How the Danes came up the Channel a Thousand Years Ago
The image shows a view off Peveril Ridge, Swanage, AD 877. The painting is an imaginative Victorian reconstruction based on an account in the Anglo-Saxon Chronicle of a naval battle between Alfred the Great and the Danish fleet of King Guthrum. The Danes were seeking to invade at Swanage but were foiled when their fleet of 120 ships was wrecked and sank off Peveril Ridge. Bone has created a lively view with the figures depicting ordinary people, old and young, male and female; people with whom the viewer could empathise. Bone has demonstrated how history could be made relevant to his time and appeal to a contemporary audience.
The Russell-Cotes has two of his tapestry designs and a pencil portrait study of King Arthur and several local topographical sketches.

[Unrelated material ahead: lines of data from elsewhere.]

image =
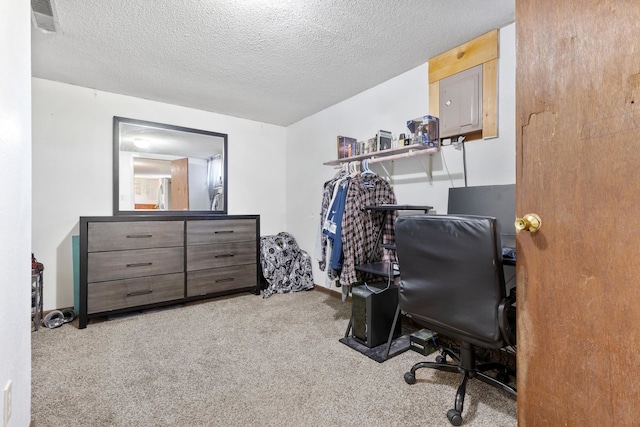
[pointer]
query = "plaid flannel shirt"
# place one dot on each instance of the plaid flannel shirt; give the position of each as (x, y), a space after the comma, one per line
(360, 226)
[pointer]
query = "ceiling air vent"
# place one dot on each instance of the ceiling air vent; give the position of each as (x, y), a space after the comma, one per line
(43, 15)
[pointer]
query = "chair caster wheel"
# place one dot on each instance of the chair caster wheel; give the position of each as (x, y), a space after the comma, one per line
(409, 378)
(455, 418)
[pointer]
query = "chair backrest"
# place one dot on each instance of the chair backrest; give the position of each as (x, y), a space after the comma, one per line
(451, 275)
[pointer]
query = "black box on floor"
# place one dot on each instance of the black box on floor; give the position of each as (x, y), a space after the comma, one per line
(373, 308)
(423, 341)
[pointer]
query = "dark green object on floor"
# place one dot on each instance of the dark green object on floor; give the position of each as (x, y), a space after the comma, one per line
(423, 341)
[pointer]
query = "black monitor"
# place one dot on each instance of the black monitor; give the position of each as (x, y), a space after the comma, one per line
(498, 201)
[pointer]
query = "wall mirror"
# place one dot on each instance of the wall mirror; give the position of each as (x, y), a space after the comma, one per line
(161, 169)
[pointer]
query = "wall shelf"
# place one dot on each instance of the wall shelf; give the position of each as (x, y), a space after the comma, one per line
(383, 155)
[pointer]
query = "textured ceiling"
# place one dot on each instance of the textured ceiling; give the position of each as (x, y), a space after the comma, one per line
(275, 61)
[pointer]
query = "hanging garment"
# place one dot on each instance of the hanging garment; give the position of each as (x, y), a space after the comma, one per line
(360, 226)
(333, 224)
(285, 266)
(321, 240)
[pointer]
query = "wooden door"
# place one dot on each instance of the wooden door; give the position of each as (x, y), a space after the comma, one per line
(578, 160)
(180, 184)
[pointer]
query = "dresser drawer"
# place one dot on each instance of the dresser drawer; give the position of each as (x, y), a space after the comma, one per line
(203, 282)
(202, 257)
(220, 231)
(103, 266)
(110, 236)
(119, 294)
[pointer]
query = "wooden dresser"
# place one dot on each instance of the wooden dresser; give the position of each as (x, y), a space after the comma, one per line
(129, 263)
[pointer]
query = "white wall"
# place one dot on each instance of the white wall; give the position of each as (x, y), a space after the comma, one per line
(15, 208)
(312, 141)
(72, 168)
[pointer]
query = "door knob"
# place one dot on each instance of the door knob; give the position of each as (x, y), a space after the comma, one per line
(529, 222)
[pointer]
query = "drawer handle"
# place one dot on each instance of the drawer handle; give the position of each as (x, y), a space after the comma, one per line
(224, 255)
(136, 293)
(140, 264)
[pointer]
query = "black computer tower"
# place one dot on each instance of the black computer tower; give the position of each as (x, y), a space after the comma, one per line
(373, 308)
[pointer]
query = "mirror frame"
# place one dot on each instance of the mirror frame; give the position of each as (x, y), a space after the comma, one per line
(116, 168)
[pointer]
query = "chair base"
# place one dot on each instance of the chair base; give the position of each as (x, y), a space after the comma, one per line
(469, 369)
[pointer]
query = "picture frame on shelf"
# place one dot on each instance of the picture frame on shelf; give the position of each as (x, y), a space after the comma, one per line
(347, 147)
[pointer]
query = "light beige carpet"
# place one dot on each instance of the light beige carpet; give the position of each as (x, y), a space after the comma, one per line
(240, 361)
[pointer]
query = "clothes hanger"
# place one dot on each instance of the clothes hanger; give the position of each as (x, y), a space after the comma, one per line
(365, 167)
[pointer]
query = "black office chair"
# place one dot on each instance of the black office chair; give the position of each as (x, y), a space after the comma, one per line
(452, 282)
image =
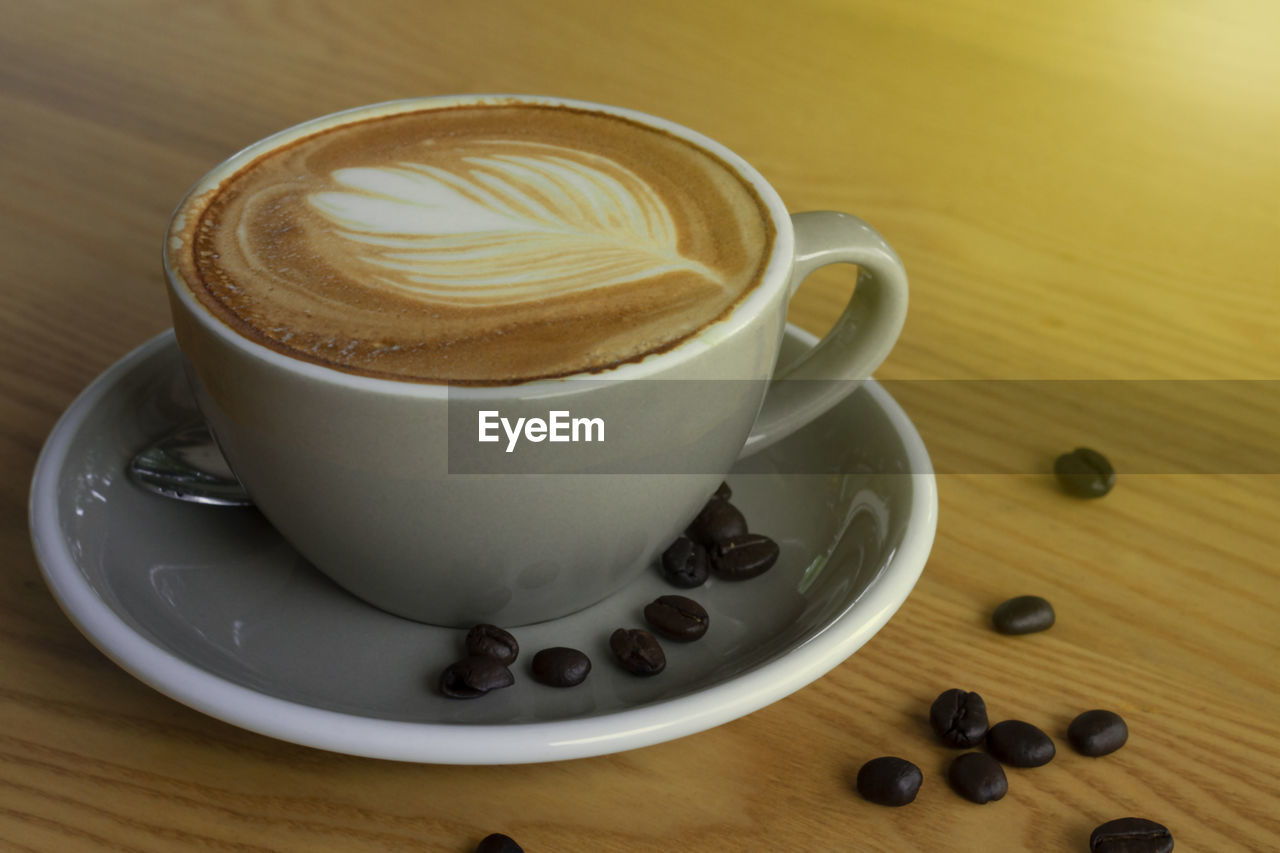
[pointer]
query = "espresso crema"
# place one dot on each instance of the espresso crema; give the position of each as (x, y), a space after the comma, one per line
(475, 245)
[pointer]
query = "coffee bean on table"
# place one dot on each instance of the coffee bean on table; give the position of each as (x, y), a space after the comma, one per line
(1084, 473)
(638, 651)
(1130, 835)
(890, 780)
(561, 666)
(490, 641)
(1019, 744)
(959, 717)
(720, 520)
(1097, 733)
(743, 557)
(474, 675)
(677, 617)
(978, 778)
(1023, 615)
(498, 843)
(685, 564)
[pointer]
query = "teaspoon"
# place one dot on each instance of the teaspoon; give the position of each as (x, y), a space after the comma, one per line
(187, 465)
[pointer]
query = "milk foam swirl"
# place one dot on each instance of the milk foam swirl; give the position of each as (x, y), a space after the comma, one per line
(485, 243)
(530, 222)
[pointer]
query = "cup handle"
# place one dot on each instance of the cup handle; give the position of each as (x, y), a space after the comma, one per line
(859, 341)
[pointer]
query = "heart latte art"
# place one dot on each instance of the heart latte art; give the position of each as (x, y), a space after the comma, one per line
(475, 245)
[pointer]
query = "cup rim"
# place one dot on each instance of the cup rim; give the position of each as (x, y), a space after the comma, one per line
(773, 281)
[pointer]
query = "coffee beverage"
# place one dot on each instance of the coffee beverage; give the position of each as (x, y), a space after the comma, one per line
(479, 243)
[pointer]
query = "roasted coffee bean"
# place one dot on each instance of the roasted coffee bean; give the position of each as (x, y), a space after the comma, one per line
(677, 617)
(638, 651)
(1019, 744)
(561, 666)
(720, 520)
(959, 717)
(498, 843)
(490, 641)
(1130, 835)
(744, 557)
(685, 564)
(1023, 615)
(1097, 733)
(978, 778)
(474, 675)
(1084, 473)
(890, 781)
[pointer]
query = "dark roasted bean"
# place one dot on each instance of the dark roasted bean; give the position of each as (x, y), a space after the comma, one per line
(677, 617)
(638, 651)
(1097, 733)
(685, 564)
(1023, 615)
(959, 717)
(978, 778)
(490, 641)
(1019, 744)
(561, 666)
(720, 520)
(498, 843)
(1130, 835)
(744, 557)
(472, 676)
(1084, 473)
(888, 780)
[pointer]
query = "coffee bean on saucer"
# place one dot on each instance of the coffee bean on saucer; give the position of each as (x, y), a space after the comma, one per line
(1130, 835)
(638, 651)
(490, 641)
(1019, 744)
(888, 780)
(1097, 733)
(743, 557)
(978, 778)
(685, 565)
(720, 520)
(1023, 615)
(677, 617)
(1084, 473)
(561, 666)
(959, 717)
(474, 675)
(498, 843)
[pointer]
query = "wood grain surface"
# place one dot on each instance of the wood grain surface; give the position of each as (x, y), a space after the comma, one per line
(1080, 191)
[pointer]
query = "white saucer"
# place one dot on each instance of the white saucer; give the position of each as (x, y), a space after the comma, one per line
(209, 606)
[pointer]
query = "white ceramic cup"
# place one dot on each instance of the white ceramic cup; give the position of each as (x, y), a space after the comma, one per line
(359, 473)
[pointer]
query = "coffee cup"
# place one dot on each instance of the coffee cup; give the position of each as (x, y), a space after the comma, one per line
(368, 302)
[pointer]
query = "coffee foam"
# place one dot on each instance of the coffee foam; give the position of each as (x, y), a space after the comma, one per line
(476, 245)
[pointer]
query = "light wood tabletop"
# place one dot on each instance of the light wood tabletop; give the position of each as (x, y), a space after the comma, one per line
(1083, 191)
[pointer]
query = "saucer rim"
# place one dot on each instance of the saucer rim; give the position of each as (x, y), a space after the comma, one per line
(451, 743)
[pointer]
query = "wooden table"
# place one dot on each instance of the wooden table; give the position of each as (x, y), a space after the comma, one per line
(1084, 191)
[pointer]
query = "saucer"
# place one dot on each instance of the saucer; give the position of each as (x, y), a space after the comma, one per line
(209, 606)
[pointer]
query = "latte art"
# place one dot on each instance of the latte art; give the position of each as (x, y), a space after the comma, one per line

Herbert Bone was a painter of genre, flowers and literary subjects and designer of tapestries. He was recommended by John Everett Millais to the Royal Tapestry Manufactory in Windsor to design scenes from the life of Kings Arthur and Alfred for Prince Leopold Duke of Albany. Bone had already studied tapestry technique at the Académie des Beaux-Arts in Antwerp. Bone also worked for William Morris, was a prolific book and magazine illustrator and taught and prepared students for the Royal Academy Schools. He specialised in stencil tints and was a long-time member of the Art Workers Guild and Arts and Crafts Society.